Canada faces the strong possibility of rule by an unstable minority government as a tight and uncertain race between the ruling Liberal Party and the New Conservative Party enters its final days, according to political analysts here.
Prime Minister Paul Martin and Conservative leader Stephen Harper have sharpened their attacks in an already vitriolic campaign as they try to win voters in crucial regions before Monday's vote.
Martin campaigned in the battleground province of Ontario, where the Liberal Party is projected to lose seats, and tried to distinguish himself from Harper, warning Canadians that Harper would make drastic cuts in social programs and restrict human rights.
Martin condemned Harper for supporting the U.S.-led invasion in Iraq. After then-Prime Minister Jean Chretien announced that Canada would not join the war, Harper, as leader of the opposition, apologized to the United States. Martin said the Liberals "would not have a foreign policy that would go on bended knee to another country."
Martin, who appeared energized and relaxed in his campaign appearances, also contended that Conservatives would reduce the power of Canadian courts, which have been active in shaping social policy on such issues as same-sex marriage.
Harper, appearing confident with his party's surge among voters, also campaigned in Ontario. "If you keep up the good work," he said at a rally in Belleville on Thursday, "we will celebrate freedom from the taxing Liberals."

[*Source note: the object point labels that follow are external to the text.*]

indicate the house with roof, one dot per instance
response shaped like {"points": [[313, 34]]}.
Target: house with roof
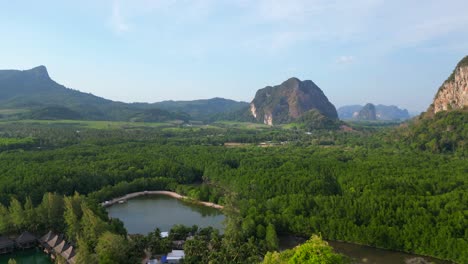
{"points": [[55, 245], [6, 245], [175, 256], [26, 240]]}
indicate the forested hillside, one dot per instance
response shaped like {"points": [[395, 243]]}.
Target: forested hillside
{"points": [[361, 186]]}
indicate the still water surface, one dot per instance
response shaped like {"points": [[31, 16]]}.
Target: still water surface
{"points": [[143, 214], [32, 256]]}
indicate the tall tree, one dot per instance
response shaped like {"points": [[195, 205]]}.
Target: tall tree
{"points": [[112, 249], [17, 214], [271, 237]]}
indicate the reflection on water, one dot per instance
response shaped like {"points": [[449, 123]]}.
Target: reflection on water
{"points": [[364, 254], [31, 256], [143, 214]]}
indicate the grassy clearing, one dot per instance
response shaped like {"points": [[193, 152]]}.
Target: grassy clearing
{"points": [[12, 111], [94, 124], [245, 125]]}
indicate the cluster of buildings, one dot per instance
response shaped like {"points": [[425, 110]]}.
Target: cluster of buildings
{"points": [[53, 244], [24, 241]]}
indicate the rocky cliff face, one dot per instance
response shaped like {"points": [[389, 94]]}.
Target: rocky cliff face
{"points": [[368, 112], [453, 94], [286, 102]]}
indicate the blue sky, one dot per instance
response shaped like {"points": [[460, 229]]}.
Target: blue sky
{"points": [[390, 52]]}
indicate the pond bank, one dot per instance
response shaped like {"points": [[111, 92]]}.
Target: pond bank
{"points": [[167, 193], [362, 254]]}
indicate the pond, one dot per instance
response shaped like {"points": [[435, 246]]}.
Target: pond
{"points": [[143, 214], [364, 254], [31, 256]]}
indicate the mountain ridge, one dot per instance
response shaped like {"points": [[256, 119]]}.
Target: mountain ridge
{"points": [[37, 92], [288, 101]]}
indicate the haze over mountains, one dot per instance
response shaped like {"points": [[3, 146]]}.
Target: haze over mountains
{"points": [[33, 94], [382, 112], [290, 100]]}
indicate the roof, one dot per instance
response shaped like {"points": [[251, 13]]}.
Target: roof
{"points": [[6, 242], [54, 241], [61, 247], [175, 254], [72, 260], [26, 237], [68, 253], [47, 237]]}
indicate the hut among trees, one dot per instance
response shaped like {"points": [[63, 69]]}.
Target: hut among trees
{"points": [[6, 245], [57, 247], [26, 240]]}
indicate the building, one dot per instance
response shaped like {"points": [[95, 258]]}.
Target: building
{"points": [[6, 245], [175, 256], [26, 240], [55, 245]]}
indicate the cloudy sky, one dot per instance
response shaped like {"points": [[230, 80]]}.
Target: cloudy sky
{"points": [[357, 51]]}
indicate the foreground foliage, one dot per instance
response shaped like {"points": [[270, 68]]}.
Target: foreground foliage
{"points": [[314, 251], [375, 188]]}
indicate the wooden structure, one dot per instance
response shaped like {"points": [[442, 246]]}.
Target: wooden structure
{"points": [[26, 240], [6, 245], [55, 245]]}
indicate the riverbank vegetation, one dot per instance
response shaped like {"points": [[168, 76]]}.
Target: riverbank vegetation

Campaigning Friday in Winnipeg, capital of Manitoba, he defended his party against a barrage of Liberal ads that caution Canadians against voting Conservative. "Every time you see on television one of those divisive, demonizing ads," he said at a rally, "remember, Paul Martin does this because Paul Martin is a desperate man."
Recent polls show the two parties roughly in a tie. A poll of 2,000 Canadians released Friday by Ipsos-Reid for the Globe and Mail newspaper showed the Liberals with a 1-point lead over the Conservatives. A poll of 800 Canadians by the polling firm COMPAS Inc. for the National Post newspaper also showed the Liberals with a 1-point lead. The Ipsos-Reid poll had a margin of error of 2.2 percent; the COMPAS poll's was 3.1 percent.

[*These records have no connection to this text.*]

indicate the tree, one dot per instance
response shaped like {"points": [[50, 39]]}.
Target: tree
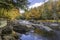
{"points": [[8, 7]]}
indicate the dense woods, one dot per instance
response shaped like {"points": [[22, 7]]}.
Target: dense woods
{"points": [[49, 10]]}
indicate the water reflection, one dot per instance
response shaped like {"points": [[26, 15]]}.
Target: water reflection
{"points": [[32, 36]]}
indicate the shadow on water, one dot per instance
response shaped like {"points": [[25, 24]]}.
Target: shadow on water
{"points": [[32, 36]]}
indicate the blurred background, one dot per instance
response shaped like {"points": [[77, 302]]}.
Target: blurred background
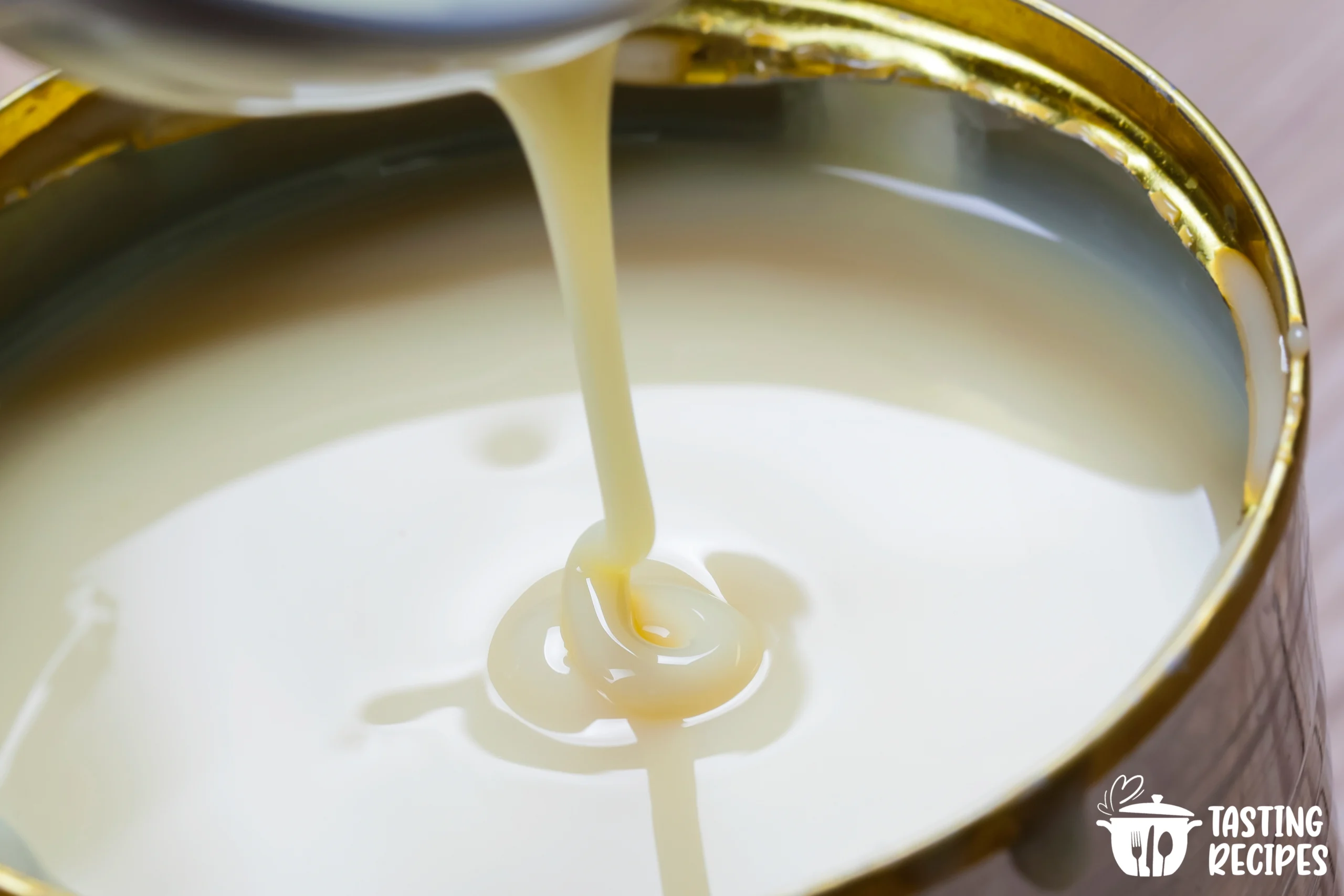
{"points": [[1268, 76]]}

"Every poll is showing the same thing," said John Wright, vice president of Ipsos-Reid. "It is a dead heat. The only thing that is certain Monday night is there will be a minority government." That is, no party would win 155 of the 308 seats in Parliament, requiring the leading party to form a coalition with another party to pass any laws.
The power broker in the new minority government most likely will become the Bloc Quebecois party, which is projected to win more than 60 of Quebec's 75 seats and supports separation from Canada. "The Bloc will hold a significant block of seats," Wright said. "They will be kingmaker in all this.
Gilles Duceppe, leader of the Bloc Quebecois, has said it will decide on a case-by-case basis whether to support the Liberals in Parliament. "That means anything not in the interest of Quebec," he said. "That will mean Parliament will be plunged back into another election."
Pollsters say Canadians are angry with the Liberals about a scandal in which millions of dollars were allegedly funneled to favored advertising firms under a program to increase federal government visibility in Quebec as a means of countering separatist sentiment.
"There is a fair amount of uncertainty across the country about what to do," said Conrad Winn, president of COMPAS. "People are torn between a party they abhor, the Liberals, and the Conservatives, a party they don't know enough about and have suspicions about."
Polls show the Liberals in trouble in Quebec, where, until the election was called, they hoped to gain seats. Now polls show the Bloc Quebecois in the lead there.
Winn said pollsters found no increased support for separation in Quebec, but "there has been a dramatic increase in fury in Quebec over Liberal corruption." In many cases, respondents' remarks are "unprintable," he said.